O outro reparo foi para o PCP, partido a que o ministro chegou mesmo a dar “13 segundos para condenar” a Rússia, depois de uma intervenção em que o líder parlamentar João Oliveira não o tinha feito — e continuou sem fazer. O comunista tinha acabado de defender que fosse travada a “escalada da confrontação política”, mas atribuindo responsabilidades à NATO. O parceiro do PS nos últimos seis anos diz que o problema tem raízes no passado: “Já vimos acontecer na Jugoslávia, no Iraque, no Afeganistão, na Líbia ou na Síria. É o problema da utilização do cerco, da confrontação e da guerra para impor pela força relações económicas geradoras de maiores injustiças e desigualdades ou a apropriação de recursos naturais e energéticos”. Em suma: “É o problema da utilização da NATO como instrumento desses objetivos e o problema da subordinação da União Europeia à política belicista dos Estados Unidos e da NATO”.

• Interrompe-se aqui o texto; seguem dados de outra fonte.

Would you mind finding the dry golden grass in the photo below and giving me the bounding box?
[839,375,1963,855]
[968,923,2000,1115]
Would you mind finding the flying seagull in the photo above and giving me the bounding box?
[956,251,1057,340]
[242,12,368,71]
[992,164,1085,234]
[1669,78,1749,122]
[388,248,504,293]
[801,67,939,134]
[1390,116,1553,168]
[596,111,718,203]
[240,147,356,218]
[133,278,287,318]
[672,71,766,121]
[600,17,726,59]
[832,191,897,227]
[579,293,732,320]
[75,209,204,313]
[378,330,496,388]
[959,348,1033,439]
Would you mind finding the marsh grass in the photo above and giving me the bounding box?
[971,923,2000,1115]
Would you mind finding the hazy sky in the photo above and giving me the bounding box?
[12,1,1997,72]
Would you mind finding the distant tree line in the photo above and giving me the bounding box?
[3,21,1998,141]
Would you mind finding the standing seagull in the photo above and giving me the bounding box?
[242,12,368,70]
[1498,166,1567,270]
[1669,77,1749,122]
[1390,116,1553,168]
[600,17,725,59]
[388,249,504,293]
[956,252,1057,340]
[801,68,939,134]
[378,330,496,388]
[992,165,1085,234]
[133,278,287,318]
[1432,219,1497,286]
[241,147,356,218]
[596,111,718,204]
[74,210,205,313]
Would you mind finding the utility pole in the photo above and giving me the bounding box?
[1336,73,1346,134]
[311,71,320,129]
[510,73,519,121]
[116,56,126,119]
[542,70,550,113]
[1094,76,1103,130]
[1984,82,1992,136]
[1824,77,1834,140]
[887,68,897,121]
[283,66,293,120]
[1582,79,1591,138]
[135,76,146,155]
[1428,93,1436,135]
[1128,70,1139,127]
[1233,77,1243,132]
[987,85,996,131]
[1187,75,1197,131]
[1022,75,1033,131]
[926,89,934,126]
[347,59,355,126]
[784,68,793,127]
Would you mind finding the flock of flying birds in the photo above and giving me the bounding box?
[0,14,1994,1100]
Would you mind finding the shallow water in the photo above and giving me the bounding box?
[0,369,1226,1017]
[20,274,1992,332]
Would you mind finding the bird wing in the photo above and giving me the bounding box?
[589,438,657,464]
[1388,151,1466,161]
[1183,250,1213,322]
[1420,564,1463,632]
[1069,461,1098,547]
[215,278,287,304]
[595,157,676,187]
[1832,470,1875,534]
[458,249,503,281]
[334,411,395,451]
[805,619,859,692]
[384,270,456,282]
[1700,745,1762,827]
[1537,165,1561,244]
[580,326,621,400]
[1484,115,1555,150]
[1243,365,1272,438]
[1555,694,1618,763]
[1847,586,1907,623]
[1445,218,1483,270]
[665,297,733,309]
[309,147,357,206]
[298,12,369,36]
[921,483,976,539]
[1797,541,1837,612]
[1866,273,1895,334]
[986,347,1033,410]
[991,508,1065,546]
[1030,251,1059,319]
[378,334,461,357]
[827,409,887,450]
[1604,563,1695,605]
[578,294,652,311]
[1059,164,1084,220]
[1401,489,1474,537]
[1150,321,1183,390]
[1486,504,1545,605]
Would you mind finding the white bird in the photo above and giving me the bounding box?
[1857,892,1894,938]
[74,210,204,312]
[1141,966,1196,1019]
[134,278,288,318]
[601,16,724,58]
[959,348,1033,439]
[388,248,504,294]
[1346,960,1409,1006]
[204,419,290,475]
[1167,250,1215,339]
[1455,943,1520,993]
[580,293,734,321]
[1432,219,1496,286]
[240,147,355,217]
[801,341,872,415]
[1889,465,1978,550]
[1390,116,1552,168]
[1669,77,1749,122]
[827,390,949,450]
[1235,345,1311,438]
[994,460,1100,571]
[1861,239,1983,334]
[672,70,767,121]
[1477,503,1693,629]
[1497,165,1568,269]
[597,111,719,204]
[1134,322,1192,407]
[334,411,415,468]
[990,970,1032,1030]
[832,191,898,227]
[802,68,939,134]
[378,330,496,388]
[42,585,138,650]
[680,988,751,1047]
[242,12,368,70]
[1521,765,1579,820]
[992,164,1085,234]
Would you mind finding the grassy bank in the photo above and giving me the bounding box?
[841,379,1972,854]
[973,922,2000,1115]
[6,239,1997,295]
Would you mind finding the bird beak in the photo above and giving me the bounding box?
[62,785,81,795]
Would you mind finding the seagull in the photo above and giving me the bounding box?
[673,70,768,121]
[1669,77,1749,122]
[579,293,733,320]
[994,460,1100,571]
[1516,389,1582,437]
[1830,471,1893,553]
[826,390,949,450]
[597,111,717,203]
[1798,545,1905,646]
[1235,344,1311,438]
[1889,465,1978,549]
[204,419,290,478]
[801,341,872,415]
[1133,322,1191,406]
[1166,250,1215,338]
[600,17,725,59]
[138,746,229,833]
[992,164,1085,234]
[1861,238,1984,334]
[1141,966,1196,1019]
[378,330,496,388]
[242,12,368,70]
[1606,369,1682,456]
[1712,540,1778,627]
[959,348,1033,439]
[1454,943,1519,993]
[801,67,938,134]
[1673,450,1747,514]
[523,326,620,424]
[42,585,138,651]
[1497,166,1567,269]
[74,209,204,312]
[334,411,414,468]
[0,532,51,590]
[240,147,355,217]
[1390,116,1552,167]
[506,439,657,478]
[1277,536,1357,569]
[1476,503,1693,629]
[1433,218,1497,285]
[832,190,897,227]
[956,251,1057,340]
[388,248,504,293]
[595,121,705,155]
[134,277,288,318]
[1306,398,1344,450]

A guerra, diz o deputado, “não serve aos ucranianos nem aos russos e tampouco serve aos restantes povos europeus. Mas serve ao Governo dos Estados Unidos e ao seu complexo industrial-militar”, argumentou ainda o comunista que ouviu Santos Silva, logo de seguida, contra-argumentar que “essa escalada existe há meses porque a Rússia tem reunido armas e equipamento de combate nas fronteira com a Ucrânia” e desafiou mesmo João Oliveira: “Ainda tem 13 segundos para condenar” a ação russa. O comunista contestou e disse que o PCP “fez mais do que isso” e condenou “todo o caminho que trouxe até aqui”, mantendo a sua posição.

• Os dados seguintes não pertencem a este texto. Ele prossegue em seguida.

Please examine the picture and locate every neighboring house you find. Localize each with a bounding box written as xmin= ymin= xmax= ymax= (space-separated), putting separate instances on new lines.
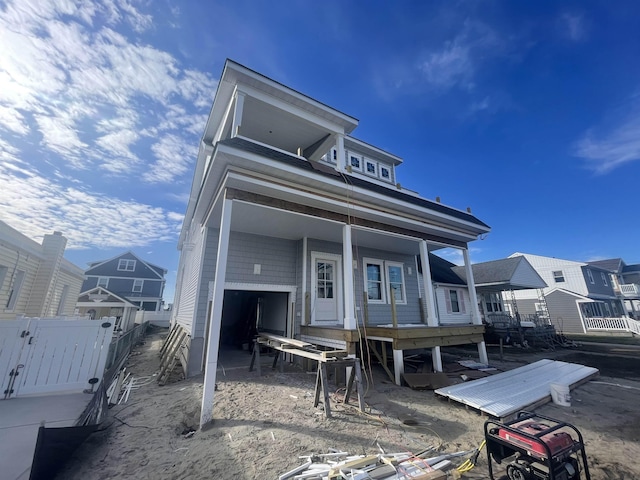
xmin=172 ymin=57 xmax=491 ymax=400
xmin=79 ymin=252 xmax=167 ymax=313
xmin=588 ymin=258 xmax=640 ymax=319
xmin=75 ymin=286 xmax=139 ymax=332
xmin=0 ymin=220 xmax=85 ymax=320
xmin=451 ymin=255 xmax=548 ymax=324
xmin=506 ymin=253 xmax=627 ymax=334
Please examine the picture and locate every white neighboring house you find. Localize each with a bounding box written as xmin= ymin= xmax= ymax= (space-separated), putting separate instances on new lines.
xmin=506 ymin=252 xmax=627 ymax=334
xmin=0 ymin=220 xmax=85 ymax=320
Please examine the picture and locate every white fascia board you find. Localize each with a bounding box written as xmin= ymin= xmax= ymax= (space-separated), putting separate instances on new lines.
xmin=345 ymin=136 xmax=403 ymax=166
xmin=224 ymin=60 xmax=358 ymax=132
xmin=220 ymin=171 xmax=481 ymax=243
xmin=211 ymin=142 xmax=488 ymax=235
xmin=237 ymin=84 xmax=347 ymax=135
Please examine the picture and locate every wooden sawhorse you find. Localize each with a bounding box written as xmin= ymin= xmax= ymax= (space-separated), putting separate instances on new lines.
xmin=249 ymin=334 xmax=365 ymax=418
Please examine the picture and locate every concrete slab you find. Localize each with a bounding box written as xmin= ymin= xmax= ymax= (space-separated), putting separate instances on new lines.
xmin=0 ymin=393 xmax=91 ymax=480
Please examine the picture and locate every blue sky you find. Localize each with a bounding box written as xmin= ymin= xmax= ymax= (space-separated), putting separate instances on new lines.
xmin=1 ymin=1 xmax=639 ymax=303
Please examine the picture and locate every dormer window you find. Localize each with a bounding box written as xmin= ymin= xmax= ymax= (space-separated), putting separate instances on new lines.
xmin=332 ymin=149 xmax=337 ymax=161
xmin=118 ymin=259 xmax=136 ymax=271
xmin=366 ymin=160 xmax=377 ymax=176
xmin=350 ymin=155 xmax=361 ymax=170
xmin=380 ymin=166 xmax=390 ymax=179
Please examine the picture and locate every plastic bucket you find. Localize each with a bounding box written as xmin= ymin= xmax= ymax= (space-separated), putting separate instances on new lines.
xmin=550 ymin=383 xmax=571 ymax=407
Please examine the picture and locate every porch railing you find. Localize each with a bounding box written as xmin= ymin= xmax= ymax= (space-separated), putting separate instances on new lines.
xmin=583 ymin=316 xmax=640 ymax=335
xmin=619 ymin=283 xmax=640 ymax=298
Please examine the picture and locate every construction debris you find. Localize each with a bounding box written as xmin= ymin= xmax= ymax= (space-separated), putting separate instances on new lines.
xmin=277 ymin=448 xmax=471 ymax=480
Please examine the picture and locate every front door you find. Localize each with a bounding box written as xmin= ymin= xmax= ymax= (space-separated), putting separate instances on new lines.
xmin=311 ymin=252 xmax=343 ymax=324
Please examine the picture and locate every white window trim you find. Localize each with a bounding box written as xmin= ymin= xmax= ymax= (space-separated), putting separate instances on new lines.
xmin=386 ymin=261 xmax=407 ymax=305
xmin=97 ymin=277 xmax=109 ymax=288
xmin=6 ymin=270 xmax=25 ymax=311
xmin=552 ymin=270 xmax=565 ymax=283
xmin=445 ymin=287 xmax=467 ymax=314
xmin=601 ymin=272 xmax=608 ymax=286
xmin=0 ymin=266 xmax=7 ymax=293
xmin=379 ymin=165 xmax=391 ymax=181
xmin=363 ymin=258 xmax=386 ymax=304
xmin=587 ymin=269 xmax=595 ymax=284
xmin=133 ymin=279 xmax=144 ymax=292
xmin=365 ymin=159 xmax=377 ymax=177
xmin=348 ymin=153 xmax=363 ymax=172
xmin=56 ymin=285 xmax=69 ymax=316
xmin=117 ymin=259 xmax=136 ymax=271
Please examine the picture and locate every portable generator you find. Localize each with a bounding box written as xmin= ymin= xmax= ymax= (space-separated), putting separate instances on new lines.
xmin=484 ymin=411 xmax=591 ymax=480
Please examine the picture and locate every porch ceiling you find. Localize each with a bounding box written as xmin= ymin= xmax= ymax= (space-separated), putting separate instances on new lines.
xmin=230 ymin=201 xmax=428 ymax=255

No Bloco de Esquerda, a condenação da violência existe, embora com um travão a fundo sobre o envolvimento militar de Portugal. O partido não quer que Portugal “alimente escalada militar”: “Essa é uma escolha errada com a qual o BE não irá compactuar”, afirmou no plenário o líder parlamentar Pedro Filipe Soares. “O Bloco de Esquerda condena, sem reserva, o ataque que está em curso e a ocupação de território de um país soberano. Não há imperialismos bons e imperialismos maus, são todos perigosos para os povos e por isso rejeitamos a ação militar russa”, disse ainda o deputado suscitando uma reação em Santos Silva que aproveitou logo para referir que neste caso concreto, o “culpado” tem um rosto e um nome: Vladimir Putin.

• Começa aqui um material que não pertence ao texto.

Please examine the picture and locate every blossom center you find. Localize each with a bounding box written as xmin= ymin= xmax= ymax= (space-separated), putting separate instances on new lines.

Foi um debate em que o Governo socialista esteve mais longe da esquerda, com Augusto Santos Silva a elogiar até a cooperação de Rui Rio durante todo o processo de partilha de informações sobre a situação de tensão (antes dos ataques desta quinta-feira) e a citar o líder do PSD durante as suas intervenções parlamentares. Até chegou a elogiar outro ex-líder do PSD, menos saudado pelo PS, ao revisitar declarações de Pedro Passos Coelho sobre os perigos da dependência energética da Europa face à Rússia.